A juzgar por las actuaciones anteriores supongo que debieron de tener unos cuantos tropiezos durante el tiempo en que deambularon por Zaragoza, pero uno más, que mi informador comenta, fue que tomaron el tranvía “Venecia-Delicias”, que iba a Torrero desde la avenida de Madrid y viceversa, y aunque tenían como destino la calle Vista Alegre que se halla cerca del parque Pignatelli, no tomaron bien la referencia de donde debían apearse y cuando el tranvía estaba llegando al final del recorrido, lejos de la calle a la que pretendían ir, preguntó uno de ellos al conductor si ya estaban cerca de “la parada vista alegre” a lo cual el empleado, con aire socarrón, sin volver la cara le contestó: “No; cerca de aquí está la parada vista triste”. No le faltaba razón porque ya casi se veían la cárcel y el cementerio de Torrero que era a lo que el conductor se refería, aunque no le hubiera costado mucho ser un poco más amable y educado con aquellos usuarios del tranvía en el que se ganaba cada día las habichuelas, por más que los viera con pinta de despistados y pueblerinos.

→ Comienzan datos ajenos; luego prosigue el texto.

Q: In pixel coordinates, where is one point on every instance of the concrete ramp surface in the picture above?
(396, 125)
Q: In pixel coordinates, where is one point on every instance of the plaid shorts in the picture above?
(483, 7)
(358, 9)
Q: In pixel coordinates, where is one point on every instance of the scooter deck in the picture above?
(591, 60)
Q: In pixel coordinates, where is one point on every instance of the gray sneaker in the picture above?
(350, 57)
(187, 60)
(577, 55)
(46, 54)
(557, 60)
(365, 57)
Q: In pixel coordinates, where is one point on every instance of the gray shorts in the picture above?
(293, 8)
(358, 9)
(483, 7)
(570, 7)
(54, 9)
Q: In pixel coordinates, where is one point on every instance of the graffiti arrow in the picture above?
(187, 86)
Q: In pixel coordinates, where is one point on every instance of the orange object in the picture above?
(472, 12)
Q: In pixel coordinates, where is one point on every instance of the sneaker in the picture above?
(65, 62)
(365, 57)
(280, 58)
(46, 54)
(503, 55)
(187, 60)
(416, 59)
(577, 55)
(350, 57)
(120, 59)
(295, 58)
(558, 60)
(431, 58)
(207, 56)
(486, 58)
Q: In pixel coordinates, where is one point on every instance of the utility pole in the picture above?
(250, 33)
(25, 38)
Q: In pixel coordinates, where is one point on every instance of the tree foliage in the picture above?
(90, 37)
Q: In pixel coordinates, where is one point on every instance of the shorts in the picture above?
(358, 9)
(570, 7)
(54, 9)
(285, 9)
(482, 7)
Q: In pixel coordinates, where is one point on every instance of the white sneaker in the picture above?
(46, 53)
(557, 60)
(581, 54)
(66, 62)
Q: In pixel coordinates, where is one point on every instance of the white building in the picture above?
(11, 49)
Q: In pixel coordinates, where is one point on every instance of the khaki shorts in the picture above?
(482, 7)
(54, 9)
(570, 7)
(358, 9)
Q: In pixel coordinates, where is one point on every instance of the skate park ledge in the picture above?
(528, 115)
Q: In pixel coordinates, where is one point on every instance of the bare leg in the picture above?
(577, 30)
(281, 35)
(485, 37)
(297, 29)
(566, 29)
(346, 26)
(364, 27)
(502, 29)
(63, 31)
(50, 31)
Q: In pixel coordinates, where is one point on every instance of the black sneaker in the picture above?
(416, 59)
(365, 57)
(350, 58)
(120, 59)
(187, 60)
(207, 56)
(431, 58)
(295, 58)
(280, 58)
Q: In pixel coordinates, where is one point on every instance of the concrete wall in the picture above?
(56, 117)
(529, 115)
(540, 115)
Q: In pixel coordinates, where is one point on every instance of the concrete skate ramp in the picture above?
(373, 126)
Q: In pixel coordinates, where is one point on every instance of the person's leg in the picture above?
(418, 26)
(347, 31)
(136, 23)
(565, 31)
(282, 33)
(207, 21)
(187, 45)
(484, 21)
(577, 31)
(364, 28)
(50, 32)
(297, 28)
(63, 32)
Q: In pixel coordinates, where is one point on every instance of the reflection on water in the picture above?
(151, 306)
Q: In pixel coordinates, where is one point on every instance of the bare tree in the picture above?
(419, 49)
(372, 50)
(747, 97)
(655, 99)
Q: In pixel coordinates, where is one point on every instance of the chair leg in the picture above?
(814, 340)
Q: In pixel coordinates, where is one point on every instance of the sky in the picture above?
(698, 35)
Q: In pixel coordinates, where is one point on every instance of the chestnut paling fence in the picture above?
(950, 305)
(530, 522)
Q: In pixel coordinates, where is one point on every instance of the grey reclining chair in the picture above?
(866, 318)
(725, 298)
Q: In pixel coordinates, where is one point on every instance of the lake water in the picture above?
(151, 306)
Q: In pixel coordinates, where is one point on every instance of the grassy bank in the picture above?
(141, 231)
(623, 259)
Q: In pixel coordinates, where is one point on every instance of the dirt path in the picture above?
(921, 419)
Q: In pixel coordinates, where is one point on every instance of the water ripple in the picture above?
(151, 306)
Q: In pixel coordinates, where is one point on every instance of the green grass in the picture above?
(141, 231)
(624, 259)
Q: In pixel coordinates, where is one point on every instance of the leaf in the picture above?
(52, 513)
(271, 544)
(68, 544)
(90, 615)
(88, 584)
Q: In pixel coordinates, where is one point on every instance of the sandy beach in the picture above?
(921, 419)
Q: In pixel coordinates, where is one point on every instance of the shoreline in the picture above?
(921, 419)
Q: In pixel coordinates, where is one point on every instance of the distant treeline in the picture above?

En aquella época el ir desde el pueblo a Zaragoza efectivamente daba lugar a constantes problemas porque había muchas cosas que eran vistas por primera vez por el que venía del pueblo, como los tranvías, los teatros, la multitud de coches, las considerables distancias, etc., etc..Casi todo era diferente, incluidas las normas de comportamiento, el atuendo y hasta la forma de hablar. Cuando se permanecía durante el suficiente tiempo en esta ciudad, se volvía al pueblo con bastantes conocimientos, adquiridos muchas veces, al igual que nuestros amigos, a base de tropiezos. En algunos casos como en el de los quintos en fase de hacer la preceptiva mili, a veces no se podía evitar volver con cierto aire de suficiencia, que es lo que le sucedió al militar que protagoniza uno de mis relatos que titulo “chascarrillos”.

Zaragoza, que nos atraía de forma especial por tener a nuestra Virgen del Pilar, mostraba realmente aires de gran ciudad y había que ir a ella con cuidado y bien aconsejado, so pena de encontrar problemas, eso sí más enojosos que importantes; sin embargo el ir a nuestra capital, Teruel, no daba lugar a ninguna dificultad (salvo la del complicado viaje), porque era como un pueblo grande en el que no se sentía la más pequeña hostilidad del entorno. Quizá esto sea la razón de que quienes hemos vivido un tiempo en esta encantadora ciudad le tengamos un cariño muy especial y la recordemos de una forma entrañable.